[LU-13973] 4K random write performance impacts on large sparse files - Whamcloud Community JIRA

Details

Type: Bug
Resolution: Unresolved
Priority: Major
Fix Version/s: None
Affects Version/s: Lustre 2.14.0
Labels:
None
Environment:
master

Severity:
3
Rank (Obsolete):
9223372036854775807

Description

Here is a tested workload.

4k, random write, FPP(File per process)

[randwrite]
ioengine=libaio
rw=randwrite
blocksize=4k
iodepth=4
direct=1
size=${SIZE}
runtime=60
numjobs=16
group_reporting
directory=/ai400x/out
create_serialize=0
filename_format=f.$jobnum.$filenum

The test case is that 2 clients have each 16 fio processes and each fio process does 4k random write to different files.
However, if file size is large (128GB in this case), it causes the huge performance impacts.

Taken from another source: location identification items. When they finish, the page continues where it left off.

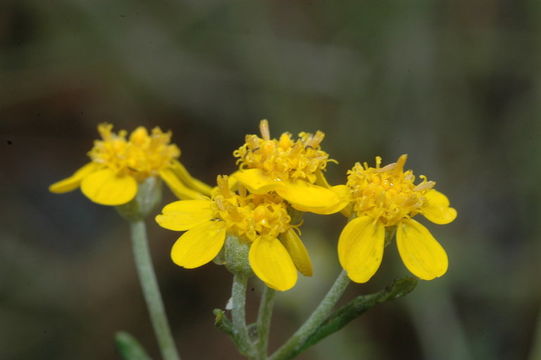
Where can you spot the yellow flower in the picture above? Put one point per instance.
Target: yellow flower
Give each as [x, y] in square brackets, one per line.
[292, 168]
[118, 164]
[261, 220]
[387, 197]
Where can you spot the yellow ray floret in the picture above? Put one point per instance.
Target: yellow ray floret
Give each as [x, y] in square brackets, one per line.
[118, 164]
[261, 220]
[291, 167]
[386, 197]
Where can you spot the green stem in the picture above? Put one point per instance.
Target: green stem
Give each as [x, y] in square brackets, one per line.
[263, 322]
[315, 320]
[151, 292]
[238, 314]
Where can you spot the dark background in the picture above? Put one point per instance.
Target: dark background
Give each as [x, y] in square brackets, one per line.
[454, 83]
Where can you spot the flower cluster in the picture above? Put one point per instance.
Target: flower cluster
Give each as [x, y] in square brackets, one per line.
[276, 178]
[118, 164]
[261, 220]
[387, 197]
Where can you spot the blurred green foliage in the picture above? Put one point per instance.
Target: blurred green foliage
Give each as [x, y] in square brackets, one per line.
[455, 84]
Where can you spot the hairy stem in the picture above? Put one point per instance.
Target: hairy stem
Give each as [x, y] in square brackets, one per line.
[151, 291]
[238, 314]
[319, 315]
[263, 322]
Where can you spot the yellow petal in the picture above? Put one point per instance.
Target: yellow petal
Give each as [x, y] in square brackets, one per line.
[199, 245]
[343, 194]
[106, 188]
[256, 181]
[309, 197]
[420, 252]
[185, 214]
[189, 180]
[272, 264]
[178, 188]
[298, 252]
[360, 248]
[71, 183]
[437, 208]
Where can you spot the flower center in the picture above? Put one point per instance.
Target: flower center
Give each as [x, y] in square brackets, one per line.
[387, 193]
[250, 216]
[284, 158]
[141, 156]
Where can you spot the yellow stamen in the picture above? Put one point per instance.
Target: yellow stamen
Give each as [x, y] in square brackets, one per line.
[141, 156]
[284, 159]
[387, 194]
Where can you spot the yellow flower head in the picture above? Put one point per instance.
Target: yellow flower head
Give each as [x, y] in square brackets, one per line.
[261, 220]
[119, 163]
[386, 197]
[292, 168]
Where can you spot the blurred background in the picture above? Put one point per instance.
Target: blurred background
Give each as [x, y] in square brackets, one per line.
[454, 84]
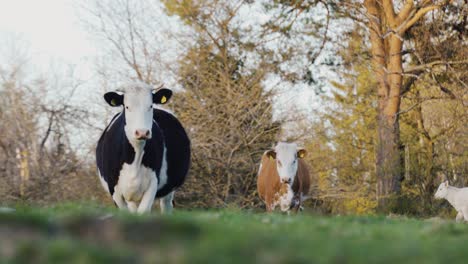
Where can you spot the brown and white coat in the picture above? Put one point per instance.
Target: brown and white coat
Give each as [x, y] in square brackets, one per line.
[283, 178]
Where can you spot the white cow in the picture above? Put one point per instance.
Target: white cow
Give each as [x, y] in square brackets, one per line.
[457, 197]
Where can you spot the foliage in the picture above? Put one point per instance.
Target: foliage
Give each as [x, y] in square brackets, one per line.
[224, 107]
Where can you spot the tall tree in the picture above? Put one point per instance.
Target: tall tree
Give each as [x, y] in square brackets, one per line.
[387, 27]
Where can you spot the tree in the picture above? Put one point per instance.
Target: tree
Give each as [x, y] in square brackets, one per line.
[224, 106]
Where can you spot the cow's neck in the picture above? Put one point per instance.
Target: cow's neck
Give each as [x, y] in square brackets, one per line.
[138, 147]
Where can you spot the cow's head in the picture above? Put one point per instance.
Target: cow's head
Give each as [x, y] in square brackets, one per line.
[286, 156]
[137, 100]
[442, 191]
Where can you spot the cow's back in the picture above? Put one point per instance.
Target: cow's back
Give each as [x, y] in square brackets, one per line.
[177, 146]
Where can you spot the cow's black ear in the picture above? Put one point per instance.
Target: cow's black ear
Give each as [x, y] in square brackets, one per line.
[271, 154]
[113, 98]
[301, 153]
[162, 96]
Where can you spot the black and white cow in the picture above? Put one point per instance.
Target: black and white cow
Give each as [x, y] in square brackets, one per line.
[144, 152]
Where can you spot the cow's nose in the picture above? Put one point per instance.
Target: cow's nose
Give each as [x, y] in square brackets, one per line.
[141, 134]
[288, 181]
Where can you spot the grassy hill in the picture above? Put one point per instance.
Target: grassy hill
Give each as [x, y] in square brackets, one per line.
[91, 234]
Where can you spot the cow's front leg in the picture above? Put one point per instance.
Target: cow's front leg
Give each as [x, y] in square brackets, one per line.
[148, 197]
[459, 217]
[118, 199]
[166, 203]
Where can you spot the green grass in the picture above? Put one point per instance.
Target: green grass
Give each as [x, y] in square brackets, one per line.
[74, 233]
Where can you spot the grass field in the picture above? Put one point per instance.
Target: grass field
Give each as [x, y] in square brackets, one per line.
[90, 234]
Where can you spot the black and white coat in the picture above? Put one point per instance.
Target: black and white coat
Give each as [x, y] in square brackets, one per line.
[144, 152]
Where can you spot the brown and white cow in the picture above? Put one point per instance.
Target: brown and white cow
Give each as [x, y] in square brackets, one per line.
[283, 177]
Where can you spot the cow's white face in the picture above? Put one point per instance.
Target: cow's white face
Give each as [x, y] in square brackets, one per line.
[137, 100]
[286, 156]
[138, 105]
[442, 190]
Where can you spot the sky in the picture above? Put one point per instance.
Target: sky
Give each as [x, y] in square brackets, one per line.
[54, 35]
[50, 27]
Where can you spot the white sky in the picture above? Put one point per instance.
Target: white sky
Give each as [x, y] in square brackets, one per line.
[50, 26]
[54, 36]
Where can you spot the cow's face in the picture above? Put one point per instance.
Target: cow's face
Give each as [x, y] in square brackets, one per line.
[138, 100]
[287, 156]
[442, 190]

Here is two test results.

1GB file

# SIZE=1g /work/ihara/fio.git/fio --client=hostfile randomwrite.fio

write: IOPS=16.8k, BW=65.5MiB/s (68.7MB/s)(3930MiB/60004msec); 0 zone resets

128GB file

# SIZE=128g /work/ihara/fio.git/fio --client=hostfile randomwrite.fio

write: IOPS=2894, BW=11.3MiB/s (11.9MB/s)(679MiB/60039msec)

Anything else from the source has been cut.